Decisões recentes da Justiça dos Estados Unidos e a entrada em vigor do ECA Digital no Brasil indicam uma mudança no debate global sobre segurança na internet, especialmente na proteção de crianças e adolescentes. As iniciativas apontam para maior responsabilização das plataformas digitais sem confrontar diretamente o princípio da liberdade de expressão.
Dois veredictos proferidos em março de 2026, nos Estados Unidos, colocaram grandes empresas de tecnologia sob maior escrutínio judicial.
No dia 24, um júri em Santa Fe, no Novo México, considerou a Meta responsável por não adotar medidas eficazes para evitar que menores fossem expostos a conteúdos inapropriados, incluindo material de abuso. A empresa foi condenada ao pagamento de cerca de US$ 375 milhões como compensação coletiva.
Já em Los Angeles, na Califórnia, outro julgamento concluiu que plataformas da Meta e do Google, responsável pelo YouTube, foram projetadas com mecanismos capazes de estimular o uso compulsivo. O caso envolveu uma jovem que desenvolveu depressão, pensamentos suicidas e transtorno dismórfico corporal durante a adolescência. As empresas deverão pagar, juntas, US$ 6 milhões em indenização.
As decisões norte-americanas reforçam uma mudança de foco: da análise do conteúdo publicado para a forma como as plataformas são estruturadas.
Especialistas apontam que recursos como rolagem infinita, notificações constantes e recompensas intermitentes, como curtidas, são projetados para prolongar o tempo de permanência dos usuários. Esses elementos fazem parte de um modelo de negócios baseado na chamada “economia da atenção”.
Há também o uso de algoritmos que identificam padrões de comportamento e preferências, operando muitas vezes de forma pouco transparente. Esse conjunto de práticas é descrito na literatura como “design manipulativo” ou “padrões obscuros”.
No Brasil, esse debate converge com a implementação do ECA Digital (Lei 15.211/2025), em vigor desde 17 de março de 2026 e regulamentado por decreto presidencial no dia seguinte.
A legislação estabelece que plataformas digitais devem adotar medidas preventivas para reduzir riscos à saúde e ao desenvolvimento de crianças e adolescentes.

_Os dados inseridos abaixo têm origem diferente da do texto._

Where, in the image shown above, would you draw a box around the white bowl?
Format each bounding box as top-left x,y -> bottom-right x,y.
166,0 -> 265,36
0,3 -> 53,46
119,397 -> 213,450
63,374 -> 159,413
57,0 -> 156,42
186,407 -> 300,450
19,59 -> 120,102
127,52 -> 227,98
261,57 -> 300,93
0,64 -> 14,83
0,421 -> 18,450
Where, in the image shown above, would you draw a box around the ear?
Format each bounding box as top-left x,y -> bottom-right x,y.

Entre as exigências estão:
A norma também prevê que empresas disponibilizem canais para denúncia de violações de direitos.
Outro ponto relevante é a mudança na interpretação jurídica sobre a responsabilidade das plataformas.

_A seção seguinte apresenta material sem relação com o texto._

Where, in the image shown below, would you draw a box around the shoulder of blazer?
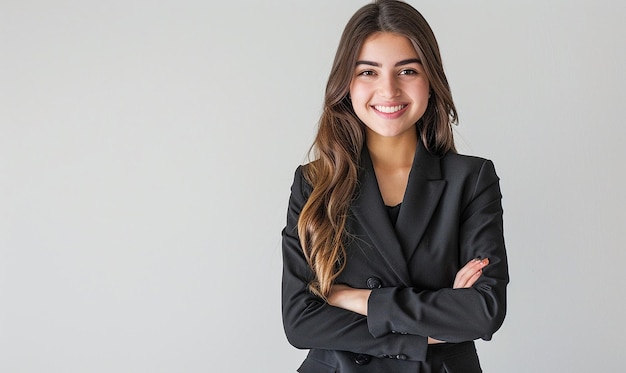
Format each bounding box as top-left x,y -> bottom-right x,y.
441,152 -> 492,179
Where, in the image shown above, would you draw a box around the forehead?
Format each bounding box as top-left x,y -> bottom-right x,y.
359,32 -> 418,62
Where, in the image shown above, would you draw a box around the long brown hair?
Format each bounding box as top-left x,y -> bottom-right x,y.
298,0 -> 457,298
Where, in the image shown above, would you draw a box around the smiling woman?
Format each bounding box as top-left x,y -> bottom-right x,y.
283,0 -> 508,373
350,32 -> 429,142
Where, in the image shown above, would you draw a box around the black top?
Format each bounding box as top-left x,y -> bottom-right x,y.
385,203 -> 402,227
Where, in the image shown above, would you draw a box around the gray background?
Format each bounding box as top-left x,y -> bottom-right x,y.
0,0 -> 626,372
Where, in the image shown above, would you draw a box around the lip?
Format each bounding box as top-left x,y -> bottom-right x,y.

Nos Estados Unidos, as decisões recentes contornam a tradicional proteção garantida pela Seção 230 do Communications Decency Act, que limita a responsabilização por conteúdos publicados por terceiros.
No Brasil, movimento semelhante ocorreu com o Supremo Tribunal Federal, que passou a admitir a responsabilização direta das redes sociais por conteúdos ilegais, além do que já previa o Marco Civil da Internet.

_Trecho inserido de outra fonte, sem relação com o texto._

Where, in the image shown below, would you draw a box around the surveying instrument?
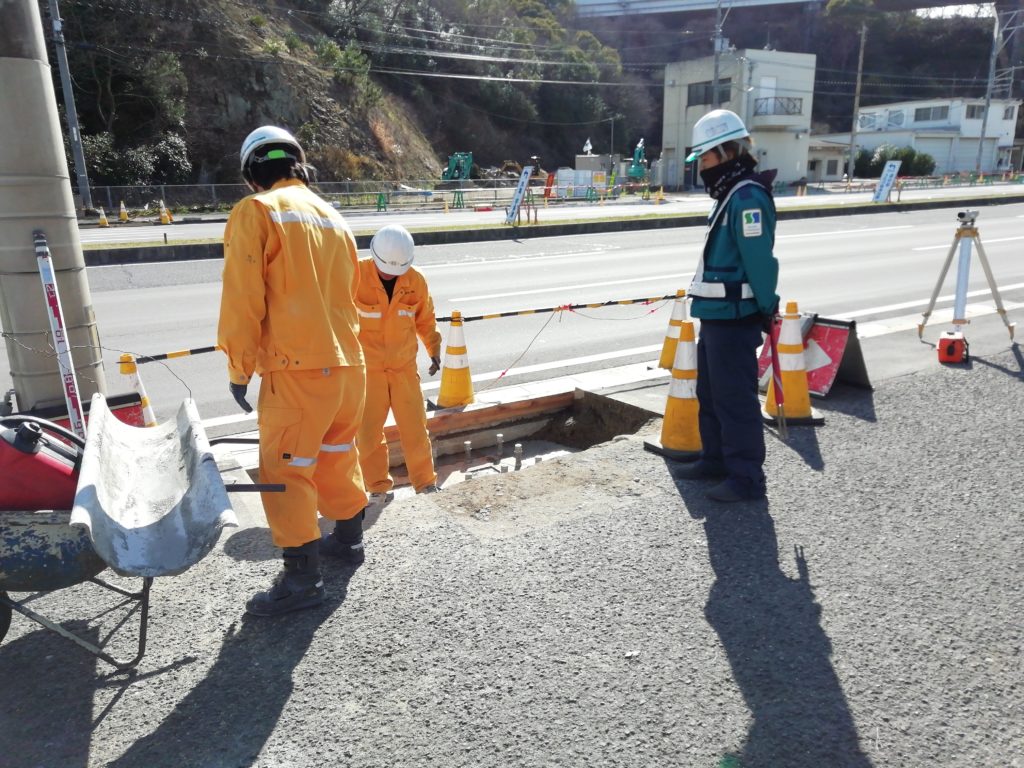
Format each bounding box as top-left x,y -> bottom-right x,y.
918,211 -> 1017,362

Esse novo entendimento amplia a exigência de atuação proativa das empresas na moderação e prevenção de danos.
Especialistas destacam que o modelo atual das plataformas pode gerar efeitos negativos que vão além do ambiente digital.
O uso excessivo está associado a impactos emocionais, sociais e comportamentais, especialmente entre jovens. Casos como o julgado na Califórnia evidenciam a relação entre exposição prolongada e problemas como ansiedade, depressão e distorções de imagem.
Apesar do avanço regulatório, a proteção de crianças e adolescentes na internet não depende apenas das empresas e do Estado.
O ECA Digital estabelece a responsabilidade compartilhada com as famílias. Pais e responsáveis devem acompanhar o uso das plataformas, configurar controles de segurança e monitorar o acesso a conteúdos.
A ampliação da oferta de conteúdo digital e o tempo crescente diante das telas tornam essa supervisão ainda mais necessária no cotidiano.
As decisões judiciais nos Estados Unidos e a implementação do ECA Digital no Brasil sinalizam um novo momento na regulação das plataformas digitais. O foco passa a incluir não apenas o conteúdo, mas também a forma como os ambientes online são estruturados, com impactos diretos na segurança e no bem-estar de crianças e adolescentes.